Cour Administrative d'Appel de Nantes — Décision N° CAA44-24NT03229

mardi 10 février 2026

JuridictionCour Administrative d'Appel de Nantes
SectionCour Administrative d'Appel de Nantes
N° DossierCAA44-24NT03229
TypeDécision
Recoursexcès de pouvoir
Formation6ème chambre
Avocat requérantSCP HARDY

Texte intégral

Vu la procédure suivante :

Procédure contentieuse antérieure :

Mme B... C..., agissant en qualité de représentante légale de la jeune A... D... a demandé au tribunal administratif de Nantes d’annuler la décision implicite, née le 8 mai 2023, par laquelle la commission de recours contre les décisions de refus de visa d'entrée en France a rejeté le recours contre la décision du 20 mars 2023 de l’autorité consulaire française à Casablanca (Maroc) refusant de délivrer à A... D... un visa de long séjour, ainsi que cette décision consulaire, ensuite, d’enjoindre au ministre de l’intérieur et des outre-mer de délivrer le visa sollicité, sous astreinte de 150 euros par jour de retard dès la notification du jugement à intervenir, enfin de mettre à la charge de l’Etat une somme de 1 500 euros au titre de l’article L. 761-1 du code de justice administrative.

Par un jugement n° 2309969 du 3 juin 2024, le tribunal administratif de Nantes a rejeté la demande.
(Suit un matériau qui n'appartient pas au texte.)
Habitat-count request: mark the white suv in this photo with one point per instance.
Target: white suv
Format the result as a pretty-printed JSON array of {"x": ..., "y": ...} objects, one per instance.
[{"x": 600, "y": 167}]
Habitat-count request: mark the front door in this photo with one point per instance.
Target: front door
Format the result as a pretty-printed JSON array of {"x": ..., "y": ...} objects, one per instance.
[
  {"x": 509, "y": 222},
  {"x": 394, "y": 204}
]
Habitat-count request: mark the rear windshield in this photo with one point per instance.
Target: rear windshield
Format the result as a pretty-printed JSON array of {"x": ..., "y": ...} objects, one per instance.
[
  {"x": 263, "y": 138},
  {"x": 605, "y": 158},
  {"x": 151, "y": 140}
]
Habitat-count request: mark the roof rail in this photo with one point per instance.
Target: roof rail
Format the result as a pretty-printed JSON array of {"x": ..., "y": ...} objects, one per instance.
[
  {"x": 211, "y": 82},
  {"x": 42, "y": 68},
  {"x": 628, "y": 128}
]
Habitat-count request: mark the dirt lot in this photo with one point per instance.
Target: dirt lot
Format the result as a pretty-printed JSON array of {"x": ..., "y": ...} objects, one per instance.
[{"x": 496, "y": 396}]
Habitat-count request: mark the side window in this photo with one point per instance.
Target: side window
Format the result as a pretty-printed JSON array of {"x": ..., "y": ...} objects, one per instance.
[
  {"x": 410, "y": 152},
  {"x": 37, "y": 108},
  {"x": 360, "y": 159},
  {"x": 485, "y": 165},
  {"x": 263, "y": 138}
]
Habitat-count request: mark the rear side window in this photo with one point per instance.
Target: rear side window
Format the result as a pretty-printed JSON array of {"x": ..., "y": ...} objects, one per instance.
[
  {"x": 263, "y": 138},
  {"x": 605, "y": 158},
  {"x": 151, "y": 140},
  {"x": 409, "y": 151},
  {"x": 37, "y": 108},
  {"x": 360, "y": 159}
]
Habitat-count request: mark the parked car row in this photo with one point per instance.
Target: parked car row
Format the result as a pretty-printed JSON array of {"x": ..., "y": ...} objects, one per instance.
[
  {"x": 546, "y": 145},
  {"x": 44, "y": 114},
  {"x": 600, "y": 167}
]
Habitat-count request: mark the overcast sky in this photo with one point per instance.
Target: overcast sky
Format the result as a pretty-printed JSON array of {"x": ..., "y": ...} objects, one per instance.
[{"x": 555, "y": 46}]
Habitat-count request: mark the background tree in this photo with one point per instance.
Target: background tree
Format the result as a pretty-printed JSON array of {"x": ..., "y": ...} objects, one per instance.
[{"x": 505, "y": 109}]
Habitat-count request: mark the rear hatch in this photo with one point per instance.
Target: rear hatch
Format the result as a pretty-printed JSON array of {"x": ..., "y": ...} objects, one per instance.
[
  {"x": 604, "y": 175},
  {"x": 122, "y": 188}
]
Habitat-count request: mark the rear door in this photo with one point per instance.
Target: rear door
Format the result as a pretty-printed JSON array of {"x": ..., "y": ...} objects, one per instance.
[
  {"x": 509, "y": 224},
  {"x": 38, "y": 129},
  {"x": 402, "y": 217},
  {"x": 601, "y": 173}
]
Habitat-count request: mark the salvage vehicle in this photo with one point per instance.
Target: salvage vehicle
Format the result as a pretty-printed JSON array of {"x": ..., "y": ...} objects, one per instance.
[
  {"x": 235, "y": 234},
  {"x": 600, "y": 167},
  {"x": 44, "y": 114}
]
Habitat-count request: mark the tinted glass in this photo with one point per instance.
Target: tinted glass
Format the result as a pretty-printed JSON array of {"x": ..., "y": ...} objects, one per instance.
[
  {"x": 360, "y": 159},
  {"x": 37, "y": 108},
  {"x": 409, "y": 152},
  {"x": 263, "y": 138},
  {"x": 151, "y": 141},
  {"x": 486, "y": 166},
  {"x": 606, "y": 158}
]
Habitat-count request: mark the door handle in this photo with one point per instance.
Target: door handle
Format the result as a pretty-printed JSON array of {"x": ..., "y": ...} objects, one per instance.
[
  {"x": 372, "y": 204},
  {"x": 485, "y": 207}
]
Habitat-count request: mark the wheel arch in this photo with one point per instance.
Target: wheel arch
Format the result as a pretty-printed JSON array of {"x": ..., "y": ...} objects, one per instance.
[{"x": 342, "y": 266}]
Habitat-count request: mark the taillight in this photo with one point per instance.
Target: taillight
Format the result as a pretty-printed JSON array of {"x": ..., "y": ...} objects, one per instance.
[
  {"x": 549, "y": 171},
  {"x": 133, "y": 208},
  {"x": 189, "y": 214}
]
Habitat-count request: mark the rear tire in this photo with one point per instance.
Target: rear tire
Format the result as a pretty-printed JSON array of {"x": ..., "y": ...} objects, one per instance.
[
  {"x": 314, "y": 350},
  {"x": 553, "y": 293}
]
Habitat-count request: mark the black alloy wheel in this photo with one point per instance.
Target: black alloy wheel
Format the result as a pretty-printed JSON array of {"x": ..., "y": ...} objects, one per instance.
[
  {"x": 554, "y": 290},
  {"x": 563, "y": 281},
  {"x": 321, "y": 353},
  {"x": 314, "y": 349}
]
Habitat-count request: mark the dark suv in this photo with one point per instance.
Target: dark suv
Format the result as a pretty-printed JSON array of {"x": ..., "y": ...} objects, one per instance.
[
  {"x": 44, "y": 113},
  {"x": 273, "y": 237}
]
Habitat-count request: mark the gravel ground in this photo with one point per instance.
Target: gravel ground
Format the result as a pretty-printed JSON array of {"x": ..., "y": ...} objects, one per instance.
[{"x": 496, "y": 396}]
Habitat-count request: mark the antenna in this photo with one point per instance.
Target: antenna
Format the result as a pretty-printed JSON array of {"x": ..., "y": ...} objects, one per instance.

Procédure devant la cour :

Par une requête enregistrée le 19 novembre 2024, Mmes A... D... et B... C..., représentées par Me Hardy, demandent à la cour :

1°) d’annuler ce jugement du tribunal administratif de Nantes du 3 juin 2024 ;

2°) d’annuler la décision implicite, née le 8 mai 2023, de la commission de recours contre les décisions de refus de visa d'entrée en France rejetant le recours contre la décision du 20 mars 2023 de l’autorité consulaire française à Casablanca (Maroc) refusant de délivrer à A... D... un visa de long séjour, et d’autre part, cette décision consulaire ;

3°) d’enjoindre au ministre de l’intérieur de délivrer le visa sollicité, sous astreinte de 50 euros par jour de retard à compter de la notification de la présente décision ;

4°) de mettre à la charge de l’Etat le versement à Mme D... de la somme de 1 500 euros au titre des dispositions des articles L. 761-1 du code de justice administrative.

Elle soutient que :

- alors qu’elle n’avait que 15 ans, elle a perdu sa mère avec laquelle elle vivait exclusivement, qu’elle souhaite désormais vivre avec sa grand-mère maternelle dont elle très proche et encore plus depuis la disparition de sa mère ; son père a d’ailleurs fait dresser un acte notarié de délégation d’autorité parentale au profit de Mme C... ; cette dernière s’engage à subvenir aux besoins de sa petite-fille et a produit ses preuves de revenus et de justificatif de loyer ; elle souhaite poursuivre ses études en France ;
- la demande a été formulée en vertu de l’article L.423-23 du Code de l’entrée et du séjour des étrangers et du droit d’asile ;
- elle méconnaît les stipulations des articles 3 et 8 de la convention européenne de sauvegarde des droits de l’homme et des libertés fondamentales et la convention internationale des droits de l’enfant.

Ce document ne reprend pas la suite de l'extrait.